You meant that in this dump each entry may have many revisions each of which has a unique identifier
?
So there is no way to tell if two lines in the ndjson file are indeed revisions of the same entry?
You meant that in this dump each entry may have many revisions each of which has a unique identifier
?
So there is no way to tell if two lines in the ndjson file are indeed revisions of the same entry?
Yes, I never pay attn to the identifier field. They are meaningless for the purpose of detecting identical visible (human readable) contents, which is what matters.
In other words, most of the meta data have no meaning to the consumer, only meaningful to the producer of content.
Logically, different revisions of the same entry should have the same url
, right?
Of course, url
is not meta data…
It depends on the URL, some / many URL are disambiguation pages (leading to totally different separate pages)
I think for consistency we should treat disambiguation pages as usual pages. Then we don’t lose any data when grouping by url
and pick the one with latest date_modified
.
To group by URL, you need a database or the like. Back to the same place.
I already have the logic for generic tab dedupe in place so I just ran it through. Deduping by URL would be something custom made for this particular dumps. Ideally they fix it upstream.
Data cleansing can be very time consuming and tedious.
Keep in mind, URL is not unique. In other words, group by URL is not enough. It is a subtle but important issue. Several distinct URLs can point to the exact same article. It’s so frequent that it is ubiquitous. Essentially, a many(name)-to-one(article/entity)-to-many(URL) relationship. Then you throw in previous revisions into the raw json data. It is a mess.

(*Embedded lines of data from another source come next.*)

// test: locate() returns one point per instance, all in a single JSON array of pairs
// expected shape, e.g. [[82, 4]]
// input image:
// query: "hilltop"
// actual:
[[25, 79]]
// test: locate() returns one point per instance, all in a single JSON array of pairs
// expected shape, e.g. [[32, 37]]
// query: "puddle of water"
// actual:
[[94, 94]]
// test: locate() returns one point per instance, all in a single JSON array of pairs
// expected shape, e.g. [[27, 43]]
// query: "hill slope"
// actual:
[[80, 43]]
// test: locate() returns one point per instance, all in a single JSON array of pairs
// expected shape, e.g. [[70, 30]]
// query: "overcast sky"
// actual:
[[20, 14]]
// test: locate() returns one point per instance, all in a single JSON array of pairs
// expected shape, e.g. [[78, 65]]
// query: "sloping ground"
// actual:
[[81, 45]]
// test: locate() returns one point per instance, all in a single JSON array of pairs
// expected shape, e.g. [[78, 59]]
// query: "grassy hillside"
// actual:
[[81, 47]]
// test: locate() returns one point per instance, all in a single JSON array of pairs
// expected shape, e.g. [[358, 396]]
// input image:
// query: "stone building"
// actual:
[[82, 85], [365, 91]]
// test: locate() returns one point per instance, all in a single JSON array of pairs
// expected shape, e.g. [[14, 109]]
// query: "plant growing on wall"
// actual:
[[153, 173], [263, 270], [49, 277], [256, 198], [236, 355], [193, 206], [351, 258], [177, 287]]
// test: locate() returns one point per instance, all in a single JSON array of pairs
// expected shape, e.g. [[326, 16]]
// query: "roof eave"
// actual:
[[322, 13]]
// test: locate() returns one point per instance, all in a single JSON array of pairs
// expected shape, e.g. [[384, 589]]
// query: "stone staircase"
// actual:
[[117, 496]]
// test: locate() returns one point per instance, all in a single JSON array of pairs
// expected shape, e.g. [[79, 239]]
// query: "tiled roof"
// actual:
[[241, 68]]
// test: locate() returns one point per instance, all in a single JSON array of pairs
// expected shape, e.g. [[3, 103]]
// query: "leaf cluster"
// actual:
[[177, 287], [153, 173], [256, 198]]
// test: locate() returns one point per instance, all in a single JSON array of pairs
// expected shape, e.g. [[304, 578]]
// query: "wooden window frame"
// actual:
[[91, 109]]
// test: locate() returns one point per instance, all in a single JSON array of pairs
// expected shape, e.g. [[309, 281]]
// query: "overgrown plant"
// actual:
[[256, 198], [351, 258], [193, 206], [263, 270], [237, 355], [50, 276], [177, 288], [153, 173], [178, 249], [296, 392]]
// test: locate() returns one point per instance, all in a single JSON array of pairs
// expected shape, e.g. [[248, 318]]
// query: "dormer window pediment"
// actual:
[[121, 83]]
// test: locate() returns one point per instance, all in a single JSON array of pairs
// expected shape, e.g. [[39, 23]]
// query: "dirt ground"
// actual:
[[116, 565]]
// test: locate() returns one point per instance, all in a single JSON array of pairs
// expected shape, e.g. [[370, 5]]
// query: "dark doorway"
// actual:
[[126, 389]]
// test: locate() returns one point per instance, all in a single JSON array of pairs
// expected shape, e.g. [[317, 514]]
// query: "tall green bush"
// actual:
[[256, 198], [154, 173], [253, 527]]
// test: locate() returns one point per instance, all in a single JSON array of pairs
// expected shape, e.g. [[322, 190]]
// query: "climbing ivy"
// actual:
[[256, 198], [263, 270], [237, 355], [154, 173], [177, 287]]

Thank you so much for all of your elaboration!
Watch the duplicated data in this entry alone (Notice the timestamp and the redirects and categories shifting). Redirect = different URLs / Names for the SAME article content.
It seems from your video that the url does not change at all :v
I have found 9651 duplicate url’s in the English Wiktionary. How many dups have you found in the English Wiktionary?
Like I said, I don’t dedupe based on meta data. I only dedupe based on actual data (in units of tabs rather than the entire article). That is the only safe and sure way to dedupe. Any other method would not be complete (i.e. leaves identical copies everywhere) or safe (i.e. deletes contents which are not identical). In any case, half a million for a medium sized wikipedia is normal for this particular dumps set.
Yes, because the name = url for each mdx entry we make. This is a mdx requirement. But the duplicate contents are everywhere inside of this mdx entry as you saw in the duplicated tab names (they are kept due to tab content being slightly different from each other).
Thank you so much for your elaboration!
No problems! I gone through this mess myself
I guess the “single threaded database” you mentioned is sqlite3
. I wonder why don’t you use cx_Oracle
(or its new python-oracledb
).
Because it came built-in with python and already ready to run without any other dependencies. It’s actually far more than enough for everything but wiki mdx.
m老师你好!
我一直在等待老师的维基系列,不知道英文,及中文维基百科哪一部是完整版,可以下载?英文版维基词典是完整版,可以下载吗?
百科都完整了(元数据都处理了)
不建议用en字典(数据太差了)
最近做了20231220的,但是找不到放在哪里了,可能上传到百度了(一楼)
这个是中文完整版吧(如是中文就OK了)?那么“EN20231020”还没有1.mdd, 2.mdd…特别想要英文版。根据您的建议英文词典就不要了。
谢谢!